Pertanto, per stabilire se è necessario o meno ricorrere alla fatturazione elettronica quando si ha a che fare con una Pa, bisognerà verificare se l’operazione è rilevante ai fini Iva e, in caso affermativo, considerare la natura del committente/cessionario: se si tratta di una pubblica amministrazione (vedi circolare n. 1/Df del 2015), si dovrà procedere alla fatturazione elettronica, a meno che la legge non preveda espressamente forme alternative di documentazione.
Tanto premesso, l’Agenzia delle Entrate, in primo luogo, rammenta quanto chiarito in passato con la risoluzione 42/2007, ossia che per i medici, dipendenti in rapporto esclusivo, autorizzati a espletare consulenze medico-legali a titolo personale al di fuori dell’attività intramuraria, occorre distinguere l’ipotesi in cui le prestazioni sono rese all’autorità giudiziaria nell’ambito di un procedimento penale da quella in cui sono espletate nel quadro di un giudizio civile o effettuate per finalità assicurative, amministrative e simili.
Nella prima ipotesi (giudizio penale), l’attività di consulenza prestata costituisce esercizio di pubblica funzione e, in base all’articolo 50, comma 1, lettera f), del Tuir, non è di per sé idonea a configurare il presupposto soggettivo ai fini Iva, potendo essere ricondotta all’esercizio di attività professionali o all’esercizio d’impresa solo se posta in essere da un soggetto che svolge altre attività di lavoro autonomo o d’impresa. Eventualità nella quale l’attività di consulenza tecnica d’ufficio, assumendo rilievo ai fini Iva, sarebbe da assoggettare a imposta e da documentare con fattura elettronica.
Non solo. I redditi derivanti, normalmente da assimilarsi a quelli di lavoro dipendente, perderebbero tale qualificazione e sarebbero attratti nella categoria reddituale propria del soggetto esercente la pubblica funzione, dovendosi dunque qualificare di lavoro autonomo o di impresa.
Quanto alla seconda ipotesi (giudizio civile), l’Agenzia delle Entrate osserva che, se la consulenza è svolta con carattere di abitualità, il relativo reddito dovrà essere assoggettato al regime del reddito di lavoro autonomo (articolo 53 del Tuir).
Ne consegue l’applicabilità della disciplina prevista per i redditi di natura professionale (articolo 54 del Tuir), che obbliga non solo il possesso della partita Iva, ma anche alla fatturazione elettronica quando chi eroga i compensi è una Pa.
Mancando l’abitualità, da valutarsi in concreto caso per caso (ad esempio, l’iscrizione volontaria in apposito albo professionale può costituirne indizio – cfr Cassazione 2297/1987), e dunque qualora l’attività di consulenza sia prestata in maniera occasionale, i relativi onorari saranno qualificati come redditi diversi (articolo 67, comma 1, lettera l), del Tuir).

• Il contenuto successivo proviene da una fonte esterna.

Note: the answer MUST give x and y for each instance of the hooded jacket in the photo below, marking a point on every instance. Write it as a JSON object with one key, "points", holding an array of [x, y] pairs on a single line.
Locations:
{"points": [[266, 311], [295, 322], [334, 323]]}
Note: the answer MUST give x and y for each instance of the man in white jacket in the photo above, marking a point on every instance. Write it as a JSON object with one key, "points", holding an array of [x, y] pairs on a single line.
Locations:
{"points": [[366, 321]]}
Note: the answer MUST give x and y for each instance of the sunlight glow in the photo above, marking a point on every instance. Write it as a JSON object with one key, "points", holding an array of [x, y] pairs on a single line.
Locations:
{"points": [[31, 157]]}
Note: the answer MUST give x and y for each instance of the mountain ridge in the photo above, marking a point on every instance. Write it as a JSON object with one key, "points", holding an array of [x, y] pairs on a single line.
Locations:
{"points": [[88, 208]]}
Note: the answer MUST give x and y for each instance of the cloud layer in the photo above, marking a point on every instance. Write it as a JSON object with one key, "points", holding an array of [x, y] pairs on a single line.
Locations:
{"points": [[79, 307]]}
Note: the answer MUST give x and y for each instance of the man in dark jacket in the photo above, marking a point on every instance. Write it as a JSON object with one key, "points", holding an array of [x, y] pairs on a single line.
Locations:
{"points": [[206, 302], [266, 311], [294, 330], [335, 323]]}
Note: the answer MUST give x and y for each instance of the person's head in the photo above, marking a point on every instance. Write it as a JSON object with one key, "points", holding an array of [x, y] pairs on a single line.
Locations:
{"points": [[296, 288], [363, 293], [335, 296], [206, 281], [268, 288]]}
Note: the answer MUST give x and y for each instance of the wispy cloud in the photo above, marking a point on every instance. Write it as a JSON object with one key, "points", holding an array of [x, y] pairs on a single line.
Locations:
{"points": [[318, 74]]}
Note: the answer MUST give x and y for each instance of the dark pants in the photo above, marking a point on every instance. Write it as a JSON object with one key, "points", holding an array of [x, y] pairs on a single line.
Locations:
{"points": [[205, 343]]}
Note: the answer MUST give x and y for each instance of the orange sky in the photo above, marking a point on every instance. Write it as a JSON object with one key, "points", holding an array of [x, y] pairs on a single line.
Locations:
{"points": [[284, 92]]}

In quest’ultima ipotesi, considerato l’esercizio non abituale, le operazioni saranno escluse dal campo di applicazione dell’Iva per carenza del presupposto soggettivo previsto dall’articolo 5 del Dpr 633/1972. Pertanto, il medico dipendente, in rapporto esclusivo, dell’Azienda sanitaria, allorché effettui solo in via occasionale prestazioni medico-legali – ma lo stesso deve dirsi per qualunque altro dipendente che esegua consulenze tecniche d’ufficio – non è obbligato ad aprire la partita Iva né a emettere fattura elettronica.